Potential favorite new author alert! I had heard of Seanan McGuire before; I saw something related to one of her more recent novels (Middlegame) which got my attention and now physically sits on my TBR bookcase. That is a longer book though and right now I don’t really have the time or energy, so instead I put in a request at my local library for Sparrow Hill Road. I had seen the sequel in a bookstore and thought it looked really interesting but I figured I might as well start with book 1, and also library in case it turns out I didn’t like it. Turns out, I liked it a lot.
The world is incredibly interesting and the characters are really relatable in a lot of ways. This is a world where American car culture has influenced the afterlife. If you die in a vehicular-related way and become a ghost, there are different types you could become, there are ghost roads, ghost cars, and even parallel worlds that overlap between the living and the dead.

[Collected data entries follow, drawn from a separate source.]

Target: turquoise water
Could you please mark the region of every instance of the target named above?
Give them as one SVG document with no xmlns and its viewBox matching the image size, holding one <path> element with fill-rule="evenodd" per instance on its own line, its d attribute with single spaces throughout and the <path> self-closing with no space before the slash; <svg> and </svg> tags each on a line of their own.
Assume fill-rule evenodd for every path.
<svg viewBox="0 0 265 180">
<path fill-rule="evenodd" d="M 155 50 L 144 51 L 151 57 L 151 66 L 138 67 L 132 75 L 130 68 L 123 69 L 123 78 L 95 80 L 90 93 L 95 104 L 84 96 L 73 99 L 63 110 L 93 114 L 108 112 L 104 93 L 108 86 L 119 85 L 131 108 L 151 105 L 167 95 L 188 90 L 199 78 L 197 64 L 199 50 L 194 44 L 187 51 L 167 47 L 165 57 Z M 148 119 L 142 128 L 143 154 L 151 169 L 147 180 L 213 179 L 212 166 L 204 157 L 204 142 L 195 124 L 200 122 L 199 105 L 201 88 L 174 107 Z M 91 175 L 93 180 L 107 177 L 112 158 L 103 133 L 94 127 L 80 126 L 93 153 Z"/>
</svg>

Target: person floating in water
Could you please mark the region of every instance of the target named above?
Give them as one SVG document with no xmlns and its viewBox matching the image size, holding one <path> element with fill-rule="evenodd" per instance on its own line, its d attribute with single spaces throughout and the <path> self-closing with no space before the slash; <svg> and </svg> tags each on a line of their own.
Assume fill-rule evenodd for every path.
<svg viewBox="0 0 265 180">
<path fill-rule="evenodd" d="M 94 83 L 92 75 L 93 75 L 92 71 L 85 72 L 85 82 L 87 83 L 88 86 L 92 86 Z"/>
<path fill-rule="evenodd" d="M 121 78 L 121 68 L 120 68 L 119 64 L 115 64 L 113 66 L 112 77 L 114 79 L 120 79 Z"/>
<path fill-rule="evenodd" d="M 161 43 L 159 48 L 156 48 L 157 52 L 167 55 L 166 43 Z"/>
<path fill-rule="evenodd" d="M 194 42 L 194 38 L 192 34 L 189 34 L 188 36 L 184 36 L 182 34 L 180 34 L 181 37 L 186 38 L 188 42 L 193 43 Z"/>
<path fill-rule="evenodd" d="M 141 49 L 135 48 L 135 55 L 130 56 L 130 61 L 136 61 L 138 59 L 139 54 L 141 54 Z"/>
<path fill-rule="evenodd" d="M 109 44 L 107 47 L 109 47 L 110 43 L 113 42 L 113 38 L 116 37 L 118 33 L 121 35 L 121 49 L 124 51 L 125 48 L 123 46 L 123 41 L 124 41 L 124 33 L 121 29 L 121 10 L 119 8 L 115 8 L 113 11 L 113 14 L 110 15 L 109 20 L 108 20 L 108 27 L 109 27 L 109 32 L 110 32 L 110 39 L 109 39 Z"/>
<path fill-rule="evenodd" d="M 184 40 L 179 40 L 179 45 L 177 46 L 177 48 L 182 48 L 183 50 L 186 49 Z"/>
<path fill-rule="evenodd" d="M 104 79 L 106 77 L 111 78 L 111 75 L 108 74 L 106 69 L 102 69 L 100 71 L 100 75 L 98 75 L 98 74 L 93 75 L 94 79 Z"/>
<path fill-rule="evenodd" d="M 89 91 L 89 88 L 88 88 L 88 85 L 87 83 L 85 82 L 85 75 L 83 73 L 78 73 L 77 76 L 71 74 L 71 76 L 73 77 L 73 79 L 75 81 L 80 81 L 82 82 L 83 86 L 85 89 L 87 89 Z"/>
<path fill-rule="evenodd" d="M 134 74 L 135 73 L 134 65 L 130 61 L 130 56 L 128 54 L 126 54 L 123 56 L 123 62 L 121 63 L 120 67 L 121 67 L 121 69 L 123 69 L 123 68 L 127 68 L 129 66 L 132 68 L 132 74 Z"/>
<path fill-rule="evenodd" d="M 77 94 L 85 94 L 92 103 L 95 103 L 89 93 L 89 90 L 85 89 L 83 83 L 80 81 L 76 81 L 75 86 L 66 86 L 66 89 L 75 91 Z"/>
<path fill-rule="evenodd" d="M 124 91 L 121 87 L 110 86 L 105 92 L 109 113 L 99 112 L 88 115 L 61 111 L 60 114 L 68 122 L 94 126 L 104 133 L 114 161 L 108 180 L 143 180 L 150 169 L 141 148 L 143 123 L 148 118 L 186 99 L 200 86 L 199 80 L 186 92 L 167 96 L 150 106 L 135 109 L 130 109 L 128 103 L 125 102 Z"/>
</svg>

There are also living people with closer connections to the world of the dead, and there are beings who aren’t quite one or the other (living or dead).
The story is also a really good ghost story: Rose died in a car wreck caused by Bobby Cross at the age of 16 in 1952. The story moves around back and forth in time introducing Rose and her adventures as she tries to survive and maybe even help people who are close to or just passing into her world. Each episode gives you a little more about Rose, her world, and why Bobby ran her off the road in the first place (hint: evil villain stereotype reasons) and why he’s still after her even though she’s already dead.
There’s a lot of suspense in following Rose, not just because of wondering what’s going to happen with Bobby, but also in watching Rose try to help people, save people (including herself), and just navigating the rules of the American road afterlife; those rules and world are really interesting and kind of melancholy but still hopeful, with a good does of nostalgia for diners. The end of the story is the same way: the main problem is no longer an imminent threat but a lot of possibilities for further adventures. I will most certainly be picking up book 2, and getting to the newer book sooner rather than later.